I would like to clear up some confusion over the three strikes policy. Firstly, the bill is NOT retrospective. Any felon currently in jail – or for that matter any felon with convictions for “strike” offences – starts with a clean slate the day the law receives the Royal Assent. Any ambiguity as to that will be dealt with by the Law and Order Select Committee.
Secondly the intention is that a second strike for murder will receive life without parole unless the “manifestly unjust” test is met, which I can readily see as a possibility where – for example – the first strike was one of the less serious ones, and the murder is committed 20 years later, and is not one that would attract enhanced sentencing under the Sentencing Act as it now stands.
With regard to deterrence, there are a number of academic papers – one of them is cited in the explanatory note to the Bill and that paper cites several others – which purport to show a deterrent effect in California as a result of three strikes of about 20%.
It is of course impossible to prove definitively just why violent crime in California has decreased more than 50% since 1994. My reasoning is that if it is NOT three strikes, then we need some cogent explanation of what an alternative explanation might be. One that is seriously argued is the effect of Roe v. Wade, which made abortions legal in the entire US from 1973.
Although they would never put it this way, the theory is something like this: without ready availability of abortions, what used to be called the “criminal classes” reproduced with abandon, and for whatever reason(s), their children followed in their parents’ footsteps. After Roe, such children could instead be aborted.
This theory seems plausible at first glance, but it is quickly clear to anyone with a knowledge of criminology that it is fatally flawed. Firstly, peak crime committing ages are late teens to mid thirties. That being the case, if ready availability of abortions after 1973 was a factor, crime ought to have been plummeting in the early to mid 90″s – 20 years later. Instead, violent crime in California peaked about 1993. In other words the opposite of what the theory posits actually occurred.
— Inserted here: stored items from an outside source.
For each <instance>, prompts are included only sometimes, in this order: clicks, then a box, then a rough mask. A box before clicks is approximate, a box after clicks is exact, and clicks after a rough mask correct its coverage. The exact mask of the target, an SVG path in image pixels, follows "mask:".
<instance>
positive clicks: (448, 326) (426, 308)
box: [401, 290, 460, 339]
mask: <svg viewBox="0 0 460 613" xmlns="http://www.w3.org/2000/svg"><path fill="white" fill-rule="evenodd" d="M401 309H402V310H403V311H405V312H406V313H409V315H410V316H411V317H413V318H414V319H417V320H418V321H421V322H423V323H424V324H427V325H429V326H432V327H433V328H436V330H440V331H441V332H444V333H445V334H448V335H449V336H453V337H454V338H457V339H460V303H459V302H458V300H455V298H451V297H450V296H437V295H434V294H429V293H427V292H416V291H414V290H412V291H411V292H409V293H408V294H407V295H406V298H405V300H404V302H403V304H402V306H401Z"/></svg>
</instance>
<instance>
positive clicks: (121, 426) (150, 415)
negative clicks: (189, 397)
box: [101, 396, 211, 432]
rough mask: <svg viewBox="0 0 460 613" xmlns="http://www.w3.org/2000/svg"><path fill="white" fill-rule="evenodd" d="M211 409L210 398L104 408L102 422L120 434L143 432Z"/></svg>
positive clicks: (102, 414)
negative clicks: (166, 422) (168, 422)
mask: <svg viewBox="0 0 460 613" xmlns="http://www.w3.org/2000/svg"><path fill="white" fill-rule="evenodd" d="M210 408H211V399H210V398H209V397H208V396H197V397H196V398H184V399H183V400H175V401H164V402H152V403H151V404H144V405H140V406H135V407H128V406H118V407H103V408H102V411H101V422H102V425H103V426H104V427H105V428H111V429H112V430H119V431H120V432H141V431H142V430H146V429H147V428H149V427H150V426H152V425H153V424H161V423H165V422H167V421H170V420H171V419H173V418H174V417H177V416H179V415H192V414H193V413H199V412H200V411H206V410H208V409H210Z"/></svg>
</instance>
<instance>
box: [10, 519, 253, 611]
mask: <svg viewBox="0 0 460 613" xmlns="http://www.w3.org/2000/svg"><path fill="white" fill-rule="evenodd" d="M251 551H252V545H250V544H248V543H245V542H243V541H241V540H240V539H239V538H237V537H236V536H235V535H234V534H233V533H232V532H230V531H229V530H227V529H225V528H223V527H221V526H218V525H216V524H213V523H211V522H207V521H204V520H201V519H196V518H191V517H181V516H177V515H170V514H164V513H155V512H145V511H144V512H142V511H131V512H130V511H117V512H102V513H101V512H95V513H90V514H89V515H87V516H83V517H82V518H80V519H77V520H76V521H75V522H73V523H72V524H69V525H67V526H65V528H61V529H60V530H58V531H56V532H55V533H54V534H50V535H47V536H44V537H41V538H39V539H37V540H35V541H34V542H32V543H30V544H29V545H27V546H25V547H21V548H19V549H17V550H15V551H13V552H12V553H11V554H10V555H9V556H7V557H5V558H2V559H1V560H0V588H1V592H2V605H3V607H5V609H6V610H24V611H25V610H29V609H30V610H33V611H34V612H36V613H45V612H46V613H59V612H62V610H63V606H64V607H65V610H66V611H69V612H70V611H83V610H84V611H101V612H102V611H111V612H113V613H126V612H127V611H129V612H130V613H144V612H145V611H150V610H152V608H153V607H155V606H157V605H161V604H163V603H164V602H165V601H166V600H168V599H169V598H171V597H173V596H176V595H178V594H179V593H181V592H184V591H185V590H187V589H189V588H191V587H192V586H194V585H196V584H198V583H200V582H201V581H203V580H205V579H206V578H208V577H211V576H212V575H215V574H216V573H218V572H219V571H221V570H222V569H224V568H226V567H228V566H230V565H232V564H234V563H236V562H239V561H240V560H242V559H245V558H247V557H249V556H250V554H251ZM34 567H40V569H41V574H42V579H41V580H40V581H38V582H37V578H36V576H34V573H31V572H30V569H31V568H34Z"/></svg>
Secondly, abortions were always relatively freely available in California anyway. I have heard various other theories on the reason(s) for the rapid decline in crime across the US, but none of them are convincing. Let’s see how things look after a decade of “three strikes”. Mind you, even if the exact same pattern was seen here as in California Kim Workman, Peter Williams and their ilk would probably continue to deny that three strikes had anything to do with it.